The extra force was all it took, and the Drudge lost its grip. It ascended from my throat like a wail, its vaporous form drawn back into the vessel, taking a piece of me with it. The fragment it stole was small, perhaps no larger than a teardrop, and in its place, an equal portion of the curse remained.
“That was real stupid, kid,” Darren muttered, pressing my forehead against his chest, anticipating the next unavoidable event: my swift descent into the gray realm of unconsciousness where curses and absent fathers didn’t exist.
Awareness crashed through me, and I sat up, sucking in air. For a bewildering second, the world spun as I tried to piece together my location and the state of my safety. A hard blink brought the spinning to heel, and I remembered.
“Welcome back to the world of the waking,” my father’s disembodied voice rumbled.
“I’m on the floor,” I managed, coming to a stiff seated position a few feet from the bed. Darren had rolled his coat to place under my head.
My father sat at the rickety table in its single chair, a takeaway bag filled with waxy boxes of food nearby. He was scoffing a pile of greasy noodles, unbothered.
“I wasn’t going to tuck you into that infested sack,” he said, mouth full. “Come eat.”
“You could have killed me.”
We both knew I wasn’t referring to where he’d put me to recover.
“Could have.
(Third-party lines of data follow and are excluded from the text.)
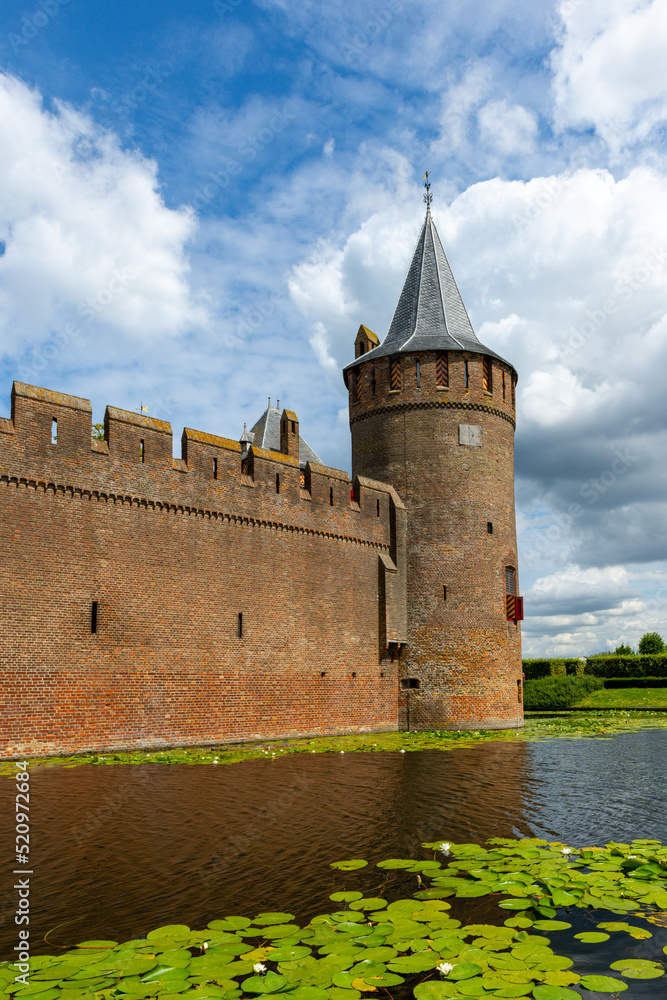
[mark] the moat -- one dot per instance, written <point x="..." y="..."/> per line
<point x="119" y="850"/>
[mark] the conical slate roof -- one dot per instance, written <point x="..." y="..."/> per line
<point x="430" y="315"/>
<point x="266" y="434"/>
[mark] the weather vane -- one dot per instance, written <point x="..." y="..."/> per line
<point x="428" y="197"/>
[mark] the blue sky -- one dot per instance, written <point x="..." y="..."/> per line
<point x="201" y="201"/>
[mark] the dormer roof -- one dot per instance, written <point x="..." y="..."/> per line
<point x="266" y="435"/>
<point x="430" y="314"/>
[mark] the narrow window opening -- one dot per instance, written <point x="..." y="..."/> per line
<point x="442" y="370"/>
<point x="488" y="375"/>
<point x="395" y="377"/>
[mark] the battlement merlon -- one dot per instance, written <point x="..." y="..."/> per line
<point x="48" y="427"/>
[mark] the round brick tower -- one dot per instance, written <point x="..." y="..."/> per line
<point x="432" y="412"/>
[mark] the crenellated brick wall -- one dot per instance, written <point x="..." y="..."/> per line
<point x="228" y="604"/>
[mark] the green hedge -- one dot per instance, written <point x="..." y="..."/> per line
<point x="552" y="693"/>
<point x="625" y="682"/>
<point x="627" y="666"/>
<point x="535" y="669"/>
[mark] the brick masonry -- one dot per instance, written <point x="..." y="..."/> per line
<point x="449" y="453"/>
<point x="172" y="557"/>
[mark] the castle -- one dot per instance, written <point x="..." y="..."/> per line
<point x="246" y="591"/>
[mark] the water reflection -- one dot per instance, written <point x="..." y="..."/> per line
<point x="120" y="850"/>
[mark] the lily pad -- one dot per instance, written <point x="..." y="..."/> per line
<point x="554" y="993"/>
<point x="638" y="968"/>
<point x="602" y="984"/>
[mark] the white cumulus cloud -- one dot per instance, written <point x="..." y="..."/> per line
<point x="86" y="233"/>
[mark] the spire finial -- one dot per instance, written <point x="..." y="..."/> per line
<point x="428" y="197"/>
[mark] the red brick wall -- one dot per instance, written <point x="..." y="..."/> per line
<point x="462" y="650"/>
<point x="172" y="556"/>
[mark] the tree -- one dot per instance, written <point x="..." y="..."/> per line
<point x="623" y="650"/>
<point x="651" y="643"/>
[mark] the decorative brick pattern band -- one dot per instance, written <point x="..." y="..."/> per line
<point x="445" y="404"/>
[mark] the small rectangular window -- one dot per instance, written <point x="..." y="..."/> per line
<point x="488" y="374"/>
<point x="395" y="375"/>
<point x="442" y="370"/>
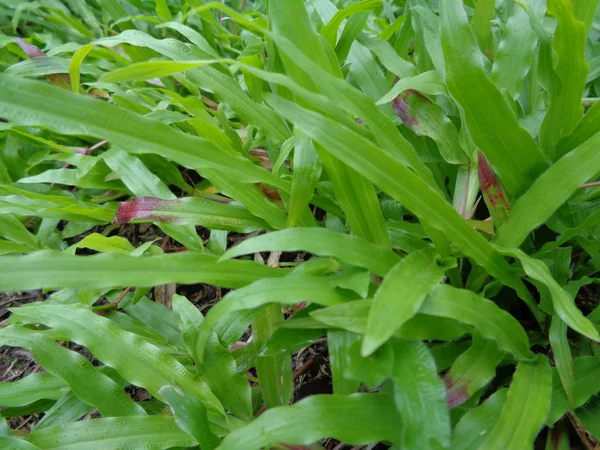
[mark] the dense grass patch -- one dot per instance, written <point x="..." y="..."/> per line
<point x="300" y="224"/>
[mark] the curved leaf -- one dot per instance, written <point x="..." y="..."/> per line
<point x="526" y="407"/>
<point x="472" y="370"/>
<point x="53" y="269"/>
<point x="289" y="290"/>
<point x="136" y="360"/>
<point x="355" y="419"/>
<point x="471" y="309"/>
<point x="30" y="389"/>
<point x="148" y="432"/>
<point x="512" y="152"/>
<point x="400" y="296"/>
<point x="67" y="113"/>
<point x="565" y="109"/>
<point x="190" y="415"/>
<point x="349" y="249"/>
<point x="563" y="304"/>
<point x="400" y="183"/>
<point x="420" y="397"/>
<point x="84" y="380"/>
<point x="474" y="425"/>
<point x="555" y="185"/>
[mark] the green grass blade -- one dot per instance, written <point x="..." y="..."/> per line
<point x="420" y="397"/>
<point x="45" y="269"/>
<point x="515" y="51"/>
<point x="472" y="370"/>
<point x="14" y="230"/>
<point x="565" y="109"/>
<point x="289" y="290"/>
<point x="330" y="31"/>
<point x="307" y="171"/>
<point x="352" y="316"/>
<point x="512" y="152"/>
<point x="84" y="380"/>
<point x="75" y="66"/>
<point x="355" y="419"/>
<point x="400" y="296"/>
<point x="482" y="23"/>
<point x="556" y="186"/>
<point x="356" y="195"/>
<point x="563" y="304"/>
<point x="339" y="343"/>
<point x="475" y="424"/>
<point x="30" y="389"/>
<point x="347" y="248"/>
<point x="224" y="87"/>
<point x="587" y="127"/>
<point x="67" y="409"/>
<point x="137" y="361"/>
<point x="491" y="321"/>
<point x="150" y="432"/>
<point x="586" y="371"/>
<point x="190" y="416"/>
<point x="562" y="356"/>
<point x="526" y="408"/>
<point x="69" y="114"/>
<point x="274" y="371"/>
<point x="399" y="182"/>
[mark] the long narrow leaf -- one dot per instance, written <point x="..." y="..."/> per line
<point x="45" y="269"/>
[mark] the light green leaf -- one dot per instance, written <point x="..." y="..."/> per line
<point x="427" y="83"/>
<point x="84" y="380"/>
<point x="512" y="152"/>
<point x="515" y="51"/>
<point x="149" y="432"/>
<point x="330" y="31"/>
<point x="349" y="249"/>
<point x="586" y="370"/>
<point x="402" y="184"/>
<point x="471" y="309"/>
<point x="151" y="69"/>
<point x="565" y="109"/>
<point x="355" y="419"/>
<point x="556" y="185"/>
<point x="472" y="370"/>
<point x="75" y="66"/>
<point x="274" y="371"/>
<point x="52" y="269"/>
<point x="526" y="407"/>
<point x="289" y="290"/>
<point x="137" y="361"/>
<point x="562" y="355"/>
<point x="68" y="114"/>
<point x="12" y="229"/>
<point x="420" y="397"/>
<point x="563" y="303"/>
<point x="307" y="171"/>
<point x="401" y="295"/>
<point x="30" y="389"/>
<point x="476" y="423"/>
<point x="190" y="416"/>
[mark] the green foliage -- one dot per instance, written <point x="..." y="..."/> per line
<point x="308" y="174"/>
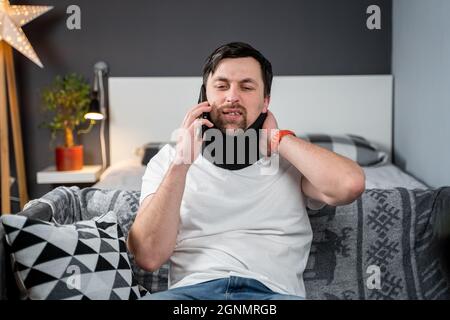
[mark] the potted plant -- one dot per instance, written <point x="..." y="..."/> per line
<point x="67" y="100"/>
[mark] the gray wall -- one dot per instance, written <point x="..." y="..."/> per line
<point x="172" y="38"/>
<point x="421" y="66"/>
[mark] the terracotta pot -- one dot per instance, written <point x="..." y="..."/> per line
<point x="68" y="159"/>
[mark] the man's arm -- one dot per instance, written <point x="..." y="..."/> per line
<point x="327" y="176"/>
<point x="152" y="237"/>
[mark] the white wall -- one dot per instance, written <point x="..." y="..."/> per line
<point x="421" y="67"/>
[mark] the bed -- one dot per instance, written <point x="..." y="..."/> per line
<point x="146" y="110"/>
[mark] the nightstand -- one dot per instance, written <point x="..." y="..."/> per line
<point x="84" y="177"/>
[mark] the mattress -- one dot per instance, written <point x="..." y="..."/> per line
<point x="127" y="175"/>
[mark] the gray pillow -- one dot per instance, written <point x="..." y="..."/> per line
<point x="84" y="260"/>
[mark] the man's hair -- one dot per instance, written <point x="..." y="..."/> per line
<point x="239" y="50"/>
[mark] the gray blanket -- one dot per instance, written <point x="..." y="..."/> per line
<point x="382" y="246"/>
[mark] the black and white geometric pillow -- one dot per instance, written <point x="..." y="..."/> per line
<point x="84" y="260"/>
<point x="354" y="147"/>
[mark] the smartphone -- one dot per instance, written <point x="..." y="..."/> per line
<point x="202" y="98"/>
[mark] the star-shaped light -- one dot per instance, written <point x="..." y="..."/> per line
<point x="12" y="18"/>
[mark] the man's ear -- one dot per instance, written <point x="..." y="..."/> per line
<point x="266" y="104"/>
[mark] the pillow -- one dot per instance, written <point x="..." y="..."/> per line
<point x="383" y="246"/>
<point x="351" y="146"/>
<point x="84" y="260"/>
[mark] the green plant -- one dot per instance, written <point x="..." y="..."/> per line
<point x="67" y="100"/>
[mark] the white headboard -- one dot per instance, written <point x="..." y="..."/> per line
<point x="149" y="109"/>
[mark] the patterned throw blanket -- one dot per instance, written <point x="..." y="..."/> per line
<point x="382" y="246"/>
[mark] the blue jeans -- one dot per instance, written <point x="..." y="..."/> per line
<point x="232" y="288"/>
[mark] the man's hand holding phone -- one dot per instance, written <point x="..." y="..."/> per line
<point x="189" y="140"/>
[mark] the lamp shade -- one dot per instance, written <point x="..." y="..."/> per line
<point x="94" y="112"/>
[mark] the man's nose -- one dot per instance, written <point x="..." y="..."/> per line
<point x="232" y="96"/>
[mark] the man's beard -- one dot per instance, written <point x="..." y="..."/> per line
<point x="219" y="118"/>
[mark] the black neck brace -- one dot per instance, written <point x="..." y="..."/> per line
<point x="246" y="151"/>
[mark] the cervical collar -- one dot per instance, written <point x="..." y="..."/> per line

Didn’t.” He pointed his fork at me to emphasize the last part. “Anyway, you were doing a pretty decent job of it yourself. You got all soft in the collarbones. I’ve seen that a time or two. It’s never pretty.”
“I assume you didn’t offer your gallantry then.”
“You’re my kid,” he replied brusquely.
My father had watched people die of curse rot and likely scalped the magic off their still-warm bodies. He’d saved me out of guilt or, more likely, self-interest, another reason to remain wary.
Skewering another bite of noodles, he added, “I remember you wrestling bigger monsters with much less effort back when you still had baby teeth.”
“That’s an exaggeration.” I rose to my feet, balance still dubious.
“An observation,” he rejoined.
“There were things I needed from my apartment.” I chose condemnation because I didn’t know how to express gratitude for this. By now, the Authority had discovered my collection, and they’d be eager as ever to administer their justice.
Continuing to use his fork as an instructor’s pointer, he gestured to two carpet bags pushed against the wall.